Lebih penting lagi, kaum
Mu'tazilah meminjam metologi kaum Jahmi, yaitu penalaran rasional, meskipun
dengan berbagai premis yang berbeda, bahkan berlawanan (seperti premis
kebebasan dan kemampuan manusia). Hal ini ikut membawa kaum Mu'tazilah kepada
penggunaan bahan-bahan Yunani yang dipermudah oleh adanya kegiatan penerjemahan
buku-buku Yunani, ditambah dengan buku-buku Persi dan India, ke dalam bahasa
Arab. Kegiatan itu memuncak di bawah pemerintahan al-Ma'mun ibn Harun
al-Rasyid. Penterjemahan itu telah mendorong munculnya Ahli Kalam dan Falsafah.[6]
Khalifah
al-Ma'mun sendiri, di tengah-tengah pertikaian paham berbagai kelompok Islam,
memihak kaum Mu'tazilah melawan kaum Hadits yang dipimpin oleh Ahmad ibn Hanbal
(pendiri mazhab Hanbali, salah satu dari empat mazhab Fiqh). Lebih dari itu,
Khalifah al-Ma'mun, dilanjutkan oleh penggantinya, Khalifah al-Mu'tashim,
melakukan mihnah (pemeriksaan paham pribadi, inquisition), dan menyiksa serta
menjebloskan banyak orang, termasuk Ahmad ibn Hanbal, ke dalam penjara.[7]

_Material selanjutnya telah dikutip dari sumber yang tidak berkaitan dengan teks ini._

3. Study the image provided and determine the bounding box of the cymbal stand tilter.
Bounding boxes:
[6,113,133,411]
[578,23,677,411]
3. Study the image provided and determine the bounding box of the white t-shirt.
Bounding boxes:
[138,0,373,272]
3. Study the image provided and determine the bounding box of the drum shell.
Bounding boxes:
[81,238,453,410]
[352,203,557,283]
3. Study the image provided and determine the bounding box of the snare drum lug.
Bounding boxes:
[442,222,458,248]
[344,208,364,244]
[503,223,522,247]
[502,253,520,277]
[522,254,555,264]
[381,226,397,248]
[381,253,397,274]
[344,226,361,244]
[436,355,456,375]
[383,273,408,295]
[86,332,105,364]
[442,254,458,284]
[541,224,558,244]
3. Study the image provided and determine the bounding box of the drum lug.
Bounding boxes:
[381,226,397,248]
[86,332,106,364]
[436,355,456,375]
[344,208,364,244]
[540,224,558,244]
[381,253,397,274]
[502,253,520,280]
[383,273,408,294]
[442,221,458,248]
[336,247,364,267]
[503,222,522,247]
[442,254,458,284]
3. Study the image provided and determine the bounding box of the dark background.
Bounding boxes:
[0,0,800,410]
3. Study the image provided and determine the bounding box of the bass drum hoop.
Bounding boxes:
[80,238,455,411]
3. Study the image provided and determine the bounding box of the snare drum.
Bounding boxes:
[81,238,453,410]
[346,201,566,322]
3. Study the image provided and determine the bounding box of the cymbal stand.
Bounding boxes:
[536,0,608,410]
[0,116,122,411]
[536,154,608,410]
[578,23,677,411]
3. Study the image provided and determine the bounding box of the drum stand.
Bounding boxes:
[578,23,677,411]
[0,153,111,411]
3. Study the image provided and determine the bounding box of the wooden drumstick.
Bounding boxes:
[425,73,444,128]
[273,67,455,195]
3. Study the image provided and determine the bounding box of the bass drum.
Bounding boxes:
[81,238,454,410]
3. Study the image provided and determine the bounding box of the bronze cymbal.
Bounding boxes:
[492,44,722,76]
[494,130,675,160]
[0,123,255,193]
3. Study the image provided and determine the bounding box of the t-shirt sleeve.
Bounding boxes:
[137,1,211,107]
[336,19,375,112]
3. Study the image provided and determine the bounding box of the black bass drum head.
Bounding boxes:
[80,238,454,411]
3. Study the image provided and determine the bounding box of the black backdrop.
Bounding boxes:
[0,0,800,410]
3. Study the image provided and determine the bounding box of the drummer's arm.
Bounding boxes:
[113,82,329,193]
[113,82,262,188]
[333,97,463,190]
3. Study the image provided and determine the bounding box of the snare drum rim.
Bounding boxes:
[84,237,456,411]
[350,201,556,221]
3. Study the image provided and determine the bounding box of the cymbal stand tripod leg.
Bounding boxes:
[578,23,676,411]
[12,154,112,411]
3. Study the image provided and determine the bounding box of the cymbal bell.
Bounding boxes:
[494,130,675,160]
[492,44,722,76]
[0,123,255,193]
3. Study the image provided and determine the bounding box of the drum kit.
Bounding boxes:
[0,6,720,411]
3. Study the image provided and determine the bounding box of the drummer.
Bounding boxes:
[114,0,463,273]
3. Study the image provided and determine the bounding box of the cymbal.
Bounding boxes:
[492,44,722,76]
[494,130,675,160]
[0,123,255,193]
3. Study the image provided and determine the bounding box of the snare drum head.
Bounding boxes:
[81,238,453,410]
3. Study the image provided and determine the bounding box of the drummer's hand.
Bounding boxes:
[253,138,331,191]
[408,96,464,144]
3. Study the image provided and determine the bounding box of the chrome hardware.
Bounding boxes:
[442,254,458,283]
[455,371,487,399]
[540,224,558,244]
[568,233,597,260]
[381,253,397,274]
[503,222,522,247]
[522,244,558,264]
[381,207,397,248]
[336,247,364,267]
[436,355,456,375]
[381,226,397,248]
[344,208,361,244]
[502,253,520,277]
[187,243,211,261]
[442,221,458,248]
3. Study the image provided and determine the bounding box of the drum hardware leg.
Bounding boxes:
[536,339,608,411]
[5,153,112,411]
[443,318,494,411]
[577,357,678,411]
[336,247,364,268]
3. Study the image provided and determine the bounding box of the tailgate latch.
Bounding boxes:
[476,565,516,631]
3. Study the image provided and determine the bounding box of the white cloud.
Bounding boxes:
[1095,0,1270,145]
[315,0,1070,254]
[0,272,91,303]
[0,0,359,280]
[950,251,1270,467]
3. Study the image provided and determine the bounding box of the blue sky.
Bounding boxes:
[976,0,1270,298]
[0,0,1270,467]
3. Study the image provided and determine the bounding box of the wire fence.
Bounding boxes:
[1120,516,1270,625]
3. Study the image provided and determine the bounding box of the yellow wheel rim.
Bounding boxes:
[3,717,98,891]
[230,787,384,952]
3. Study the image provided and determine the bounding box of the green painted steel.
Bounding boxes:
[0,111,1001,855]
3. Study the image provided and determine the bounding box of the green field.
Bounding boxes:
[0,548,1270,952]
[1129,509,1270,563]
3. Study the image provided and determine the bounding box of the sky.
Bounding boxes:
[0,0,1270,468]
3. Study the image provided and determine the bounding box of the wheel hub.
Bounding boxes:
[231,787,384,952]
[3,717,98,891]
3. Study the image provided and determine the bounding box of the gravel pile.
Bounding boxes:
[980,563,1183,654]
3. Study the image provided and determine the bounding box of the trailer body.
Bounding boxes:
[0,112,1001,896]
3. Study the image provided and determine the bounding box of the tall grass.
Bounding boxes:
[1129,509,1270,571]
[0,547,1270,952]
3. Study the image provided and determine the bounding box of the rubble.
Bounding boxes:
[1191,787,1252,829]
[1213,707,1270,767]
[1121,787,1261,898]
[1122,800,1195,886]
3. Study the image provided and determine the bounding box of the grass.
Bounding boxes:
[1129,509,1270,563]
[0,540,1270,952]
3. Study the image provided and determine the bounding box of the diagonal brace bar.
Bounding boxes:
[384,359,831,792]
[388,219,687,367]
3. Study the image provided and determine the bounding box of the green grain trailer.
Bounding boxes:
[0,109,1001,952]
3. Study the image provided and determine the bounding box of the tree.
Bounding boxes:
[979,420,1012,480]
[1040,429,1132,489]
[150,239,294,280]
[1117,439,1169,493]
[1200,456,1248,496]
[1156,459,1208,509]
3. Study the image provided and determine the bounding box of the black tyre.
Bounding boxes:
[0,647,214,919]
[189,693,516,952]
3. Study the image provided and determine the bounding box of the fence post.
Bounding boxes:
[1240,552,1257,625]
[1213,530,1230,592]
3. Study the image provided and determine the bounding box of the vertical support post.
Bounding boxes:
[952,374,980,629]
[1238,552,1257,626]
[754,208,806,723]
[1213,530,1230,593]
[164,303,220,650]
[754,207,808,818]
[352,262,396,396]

Salah satu masalah yang diperselisihkan ialah apakah Kalam atau Sabda Allah,
berujud al-Qur'an, itu qadim (tak terciptakan karena menjadi satu dengan
Hakikat atau Dzat Ilahi) ataukah hadits (terciptakan, karena berbentuk suara
yang dinyatakan dalam huruf dan bahasa Arab)?[8]

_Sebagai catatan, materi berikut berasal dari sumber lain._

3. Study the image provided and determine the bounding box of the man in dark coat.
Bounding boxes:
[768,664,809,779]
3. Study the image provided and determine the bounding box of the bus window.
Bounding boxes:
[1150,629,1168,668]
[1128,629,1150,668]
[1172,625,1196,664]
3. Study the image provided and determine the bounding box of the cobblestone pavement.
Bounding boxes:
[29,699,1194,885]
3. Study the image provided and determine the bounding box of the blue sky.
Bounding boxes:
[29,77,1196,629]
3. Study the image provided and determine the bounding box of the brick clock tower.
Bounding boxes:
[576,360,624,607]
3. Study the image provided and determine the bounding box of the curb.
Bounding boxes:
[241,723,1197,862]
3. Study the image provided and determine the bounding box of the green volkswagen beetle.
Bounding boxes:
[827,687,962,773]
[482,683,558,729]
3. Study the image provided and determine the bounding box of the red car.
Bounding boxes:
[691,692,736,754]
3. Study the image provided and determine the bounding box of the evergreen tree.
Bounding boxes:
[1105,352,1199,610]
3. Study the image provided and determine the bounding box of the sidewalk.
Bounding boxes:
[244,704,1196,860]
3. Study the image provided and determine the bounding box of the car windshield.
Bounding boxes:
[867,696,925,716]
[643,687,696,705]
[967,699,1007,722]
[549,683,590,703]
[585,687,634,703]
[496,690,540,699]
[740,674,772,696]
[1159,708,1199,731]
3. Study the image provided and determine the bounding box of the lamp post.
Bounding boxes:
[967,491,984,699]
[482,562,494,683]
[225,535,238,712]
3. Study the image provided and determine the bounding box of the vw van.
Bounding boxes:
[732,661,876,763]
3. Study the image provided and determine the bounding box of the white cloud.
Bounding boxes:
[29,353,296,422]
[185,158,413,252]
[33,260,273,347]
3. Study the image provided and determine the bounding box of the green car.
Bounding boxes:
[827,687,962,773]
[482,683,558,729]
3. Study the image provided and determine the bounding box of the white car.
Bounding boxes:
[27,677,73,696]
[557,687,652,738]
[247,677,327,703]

Khalifah al-Ma'mun dan kaum Mu'tazilah berpendapat bahwa Kalam Allah itu
hadits, sementara kaum Hadits (dalam arti Sunnah, dan harap diperhatikan
perbedaan antara kata-kata hadits [a dengan topi] dan hadits [i dengan topi])
berpendapat al-Qur'an itu qadim seperti Dzat Allah sendiri.[9]
Pemenjaraan Ahmad ibn Hanbal adalah karena masalah ini.
Mihnah itu
memang tidak berlangsung terlalu lama, dan orang pun bebas kembali. Tetapi ia
telah meninggalkan luka yang cukup dalam pada tubuh pemikiran Islam, yang
sampai saat inipun masih banyak dirasakan orang-orang Muslim. Namun jasa
al-Ma'mun dalam membuka pintu kebebasan berpikir dan ilmu pengetahuan tetap
diakui besar sekali dalam sejarah umat manusia. Maka kekhalifahan al-Ma'mun
(198-218 H/813-833 M), dengan campuran unsur-unsur positif dan negatifnya,
dipandang sebagai salah satu tonggak sejarah perkembangan pemikiran Islam,
termasuk perkembangan Ilmu Kalam, dan juga Falsafah Islam."[10]